- Born: 4 February 1962 (age 64) Montreal, Quebec, Canada
- Education: BSc McGill University (1983) MD Dalhousie University (1988) MEd University of British Columbia (2006)
- Awards: American Academy of Ophthalmology Achievement Award (2016, 2017)
- Scientific career
- Fields: Ophthalmology

= Robert M. Schertzer =

Canadian ophthalmologist

Robert M. Schertzer (born 4 February 1962) is a Canadian ophthalmologist with a subspecialty in glaucoma treatment. He currently serves as the Clinical Associate Professor of Ophthalmology and Visual Sciences at the University of British Columbia.

==Education==
Schertzer graduated with a BSc in Physiology from McGill University in 1983 and an MD from the Dalhousie University in 1988. He completed his Ophthalmology residency at McGill University in 1994 and obtained a glaucoma fellowship at Dartmouth in 1996. He graduated with an MEd in Adult Education at the University of British Columbia in 2006.

== Career ==
Schertzer is a Clinical Associate Professor of Ophthalmology and Visual Sciences at the University of British Columbia. He had previously served as Clinical Assistant Professor at the University of Michigan in 1996-1999, University of British Columbia in 1999-2007 and 2008-2013 and Geisel School of Medicine in 2013-2018.

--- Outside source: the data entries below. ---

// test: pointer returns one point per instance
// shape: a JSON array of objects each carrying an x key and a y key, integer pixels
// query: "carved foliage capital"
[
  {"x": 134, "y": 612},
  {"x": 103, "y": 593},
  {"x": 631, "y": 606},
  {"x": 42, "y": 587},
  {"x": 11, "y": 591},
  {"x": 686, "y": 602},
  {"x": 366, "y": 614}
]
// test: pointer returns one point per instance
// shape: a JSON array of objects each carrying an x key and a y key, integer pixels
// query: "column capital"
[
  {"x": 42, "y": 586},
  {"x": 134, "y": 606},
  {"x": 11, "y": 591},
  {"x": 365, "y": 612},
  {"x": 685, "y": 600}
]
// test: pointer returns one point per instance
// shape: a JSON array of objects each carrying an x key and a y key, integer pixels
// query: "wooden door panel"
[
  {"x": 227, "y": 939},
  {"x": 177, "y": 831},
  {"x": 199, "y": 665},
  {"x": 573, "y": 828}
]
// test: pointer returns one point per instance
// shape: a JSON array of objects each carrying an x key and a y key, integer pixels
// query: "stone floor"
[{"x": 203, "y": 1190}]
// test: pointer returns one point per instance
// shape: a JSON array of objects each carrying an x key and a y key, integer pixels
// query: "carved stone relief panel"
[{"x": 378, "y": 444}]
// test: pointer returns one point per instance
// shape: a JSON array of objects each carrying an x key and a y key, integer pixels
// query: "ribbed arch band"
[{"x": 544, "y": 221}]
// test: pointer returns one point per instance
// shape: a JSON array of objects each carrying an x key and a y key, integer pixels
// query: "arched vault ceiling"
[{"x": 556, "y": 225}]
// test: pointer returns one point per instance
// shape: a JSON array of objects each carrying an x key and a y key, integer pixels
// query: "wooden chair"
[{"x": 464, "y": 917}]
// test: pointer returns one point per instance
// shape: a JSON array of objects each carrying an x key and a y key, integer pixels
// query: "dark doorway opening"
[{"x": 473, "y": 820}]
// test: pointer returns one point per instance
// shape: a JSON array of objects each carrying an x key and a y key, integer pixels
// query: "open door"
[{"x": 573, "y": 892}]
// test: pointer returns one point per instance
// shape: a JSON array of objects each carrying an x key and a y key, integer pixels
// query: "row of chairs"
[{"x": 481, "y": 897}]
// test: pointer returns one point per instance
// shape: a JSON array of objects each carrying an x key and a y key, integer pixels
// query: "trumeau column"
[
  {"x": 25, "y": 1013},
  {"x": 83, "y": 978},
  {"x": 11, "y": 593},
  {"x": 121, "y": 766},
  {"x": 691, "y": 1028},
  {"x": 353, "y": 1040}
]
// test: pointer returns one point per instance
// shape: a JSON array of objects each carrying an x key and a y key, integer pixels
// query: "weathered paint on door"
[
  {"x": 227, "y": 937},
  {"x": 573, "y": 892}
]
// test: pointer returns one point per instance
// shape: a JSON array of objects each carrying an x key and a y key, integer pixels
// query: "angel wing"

Schertzer serves as a member on the Health Data Coalition Board of Directors.

Schertzer became a Fellow of The Royal College of Surgeons of Canada in 1994.

== Awards ==
2016 and 2017 - American Academy of Ophthalmology Achievement Award.

== Publications ==

- Shimizu S, Lichter PR, Johnson AT, Zhou Z, Higashi M, Gottfredsdottir M, Othman M, Moroi SE, Schertzer RM, Clarke MS, Schwartz AL, Downs CA, Vollrath D, Richards JE: Age-dependent prevalence of mutations at the GLC1A locus in primary open-angle glaucoma. Am. J. Ophthalmol. 130:165-177, 2000.
- LaRoche GR, McIntyre L, Schertzer RM: Epidemiology of severe eye injuries in childhood. Ophthalmology 95(12):1603-1607, 1988.
- Moroi SE, Gottfredsdottir MS, Schteingart MT, Elner SG, Lee CM, Schertzer RM, Abrams GW, Johnson MW: Cystoid Macular Edema Associated with Latanoprost Therapy in a Case Series of Patients with Glaucoma and Ocular Hypertension. Ophthalmology 106(5):1024-1029, 1999.
- Canadian Ophthalmological Society Glaucoma Clinical Practice Guideline Expert Committee; Canadian Ophthalmological Society. Canadian Ophthalmological Society evidence-based clinical practice guidelines for the management of glaucoma in the adult eye. 2009 Aug;44(4):477. PMID 19492005.
- Sugar A, Schertzer RM: The Clinical Course of Phacoemulsification Wound Burns. J Cataract Refract Surg 25(5):688-692, 1999.
- Eibschitz-Tsimhoni M, Schertzer RM, Musch DC, Moroi SE. Incidence and management of encapsulated cysts following Ahmed glaucoma valve insertion. J Glaucoma. 2005 Aug;14(4):276-9.
- Isbister CM, Schertzer RM, Mackenzie PJ: Comparison of Silicone and Polypropylene Ahmed Glaucoma Valves: Two year follow-up. Canadian Journal Ophthalmology 42: 227-232, April 2007.